- Le Maroc va lancer, ce dimanche 21 décembre, « sa » CAN 2025, qu’il espère remporter à domicile.
- Pour y parvenir, le royaume compte notamment sur Walid Regragui, le charismatique sélectionneur des Lions de l’Atlas.
- Portrait d’un coach prêt à relever le défi.
Walid Regragui succèdera-t-il à Emerse Faé, Aliou Cissé, Djamel Belmadi ou encore Hervé Renard, tous vainqueurs de la Coupe d’Afrique des Nations (CAN) en tant que sélectionneurs ? À 50 ans, le patron des Lions de l’Atlas peut en tout cas en rêver. À compter de ce dimanche 21 décembre, le Maroc accueille la CAN 2025, une compétition que le royaume rêve de remporter pour la première fois depuis près d’un demi-siècle.

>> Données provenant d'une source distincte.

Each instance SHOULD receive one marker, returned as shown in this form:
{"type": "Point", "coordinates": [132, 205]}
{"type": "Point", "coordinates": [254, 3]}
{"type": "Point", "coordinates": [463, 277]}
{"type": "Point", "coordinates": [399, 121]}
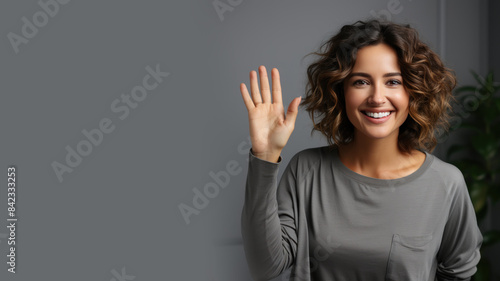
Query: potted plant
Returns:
{"type": "Point", "coordinates": [478, 154]}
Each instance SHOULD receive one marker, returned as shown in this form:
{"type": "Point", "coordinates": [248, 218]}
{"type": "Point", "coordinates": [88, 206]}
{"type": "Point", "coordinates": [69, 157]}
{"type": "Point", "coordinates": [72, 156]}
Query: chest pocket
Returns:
{"type": "Point", "coordinates": [410, 258]}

Pour y parvenir, il s’en est donné les moyens. Stades construits ou rénovés pour l’occasion, équipes de jeunes performantes… Ces dernières années, le Maroc, qui coorganisera le Mondial 2030, a beaucoup investi pour devenir une grande nation du football. Il a pour cela nommé, en août 2021, le Franco-Marocain Walid Regragui à la tête de son équipe première. Arrivé avec la casquette d’entraîneur prometteur, celui qui venait d’être sacré champion du Maroc avec le Wydad Casablanca a rapidement fait ses preuves : un an et demi plus tard, il devenait le premier sélectionneur à qualifier une équipe africaine en demi-finale de Coupe du monde.
Nourri à la sauce de l’entraîneur moderne
Nourri à la sauce de l’entraîneur moderne
Hédi Hamel, coauteur de « Il était une fois la CAN, 70 ans d’histoire »
« Walid Regragui n’a pas encore une dimension mondiale, mais il a réussi ce parcours en 2022 »
, note auprès de TF1info Hédi Hamel, coauteur du livre Il était une fois la CAN, 70 ans d’histoire
(nouvelle fenêtre) (Solar). Selon lui, l’ancien arrière droit, qui a fait la quasi-intégralité de sa carrière de joueur en France dans les années 2000, fait partie de la génération de sélectionneurs « nourris à la sauce de l’entraîneur moderne »
.
« Il a un rapport assez nouveau avec ses joueurs »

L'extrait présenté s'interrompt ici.